Vers la violence
de Blandine Rinkel

critiqué par Alma, le 27 septembre 2022
( - - ans)


La note:  étoiles
De la relation fusionnelle au rejet
La narratrice de cette fiction, ( terme par lequel Blandine Kernel tient à qualifier son récit) c'est Lou - ainsi nommée selon la volonté de son père - qui revient, au moment de la mort de son géniteur, sur son enfance et sur les liens qu'elle a entretenus avec lui .
Lui, c'est Gérard, toujours désigné par son prénom et non, comme on pourrait s'y attendre par Papa ou mon père. Volonté de la narratrice de souligner la distance qu'elle entretient désormais avec lui, probablement.

Un être aimé, charmeur, manipulateur habile : «sorcier de l'univers de sa fille», «affabulateur professionnel» dont elle a découvert au fil des ans le véritable visage, celui d'un «sanguin» d'un «fauve domestique» d'un «ogre» qui lui a transmis insidieusement par une éducation «viriliste» et un entraînement à des activités de résistance, son gène de la violence et de la cruauté.

La relation fusionnelle qu'elle entretient avec lui dans son enfance fait progressivement place au rejet.
A la fin de l'adolescence, elle fuit la maison familiale, part à Londres et intègre un atelier de danse moderne qui devient le moyen de canaliser la violence et l'animalité qu'elle porte en elle . «Danser, c'est laisser sa vie intérieure s'ensauvager et dicter sa loi: laisser tous les non-dits s'exprimer en mouvement, tout remonter à la surface de la peau et vibrer. Danser, c'est s'ensauvager» et finit par fonder une compagnie de danseurs : La Meute, entre Hip Hop et Jazz .

Je suis sortie de la lecture de ce roman partagée entre intérêt, agacement et malaise.
Intérêt pour le parcours intérieur de la narratrice qui passe des scènes de violence vues et vécues dans sa chair à une progressive résilience.
Intérêt pour le thème de la danse moderne : un univers que Blandine Kernel connaît de l'intérieur puisqu'elle la pratique elle-même au sein d'une compagnie qu'elle a fondée.
Intérêt enfin pour le contenu des chapitres en italique reproduisant le contenu de notes pour autobiographie intitulées Pour ma défense, écrites par son père, comme s'il pressentait que sa fille lui demanderait un jour des comptes et dans lesquelles il évoque une difficile enfance marquée par la violence .

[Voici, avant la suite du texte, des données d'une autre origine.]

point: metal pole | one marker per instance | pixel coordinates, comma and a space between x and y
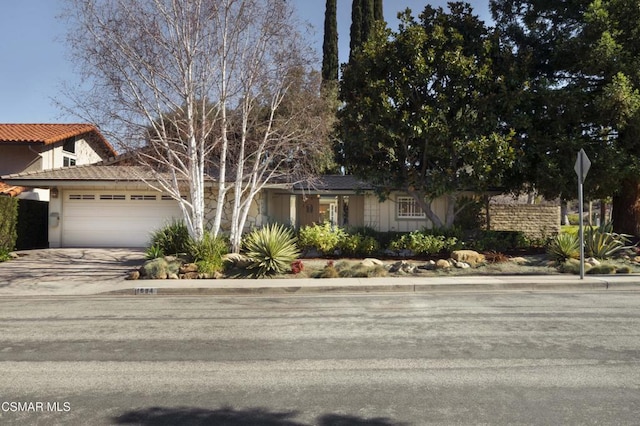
580, 218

Agacement face tout ce qui brise la fluidité de la lecture et la linéarité du récit : la structure éclatée de la seconde moité du roman due à l'éparpillement des scènes indépendantes, la longueur des phrases en exergue aux différentes parties, enfin la présence d'un incipit et d'un excipit consacrés à l'animal prédateur qu'est le loup qui m'ont semblé alourdir inutilement le récit.

Malaise face à des scènes empreintes de perversité.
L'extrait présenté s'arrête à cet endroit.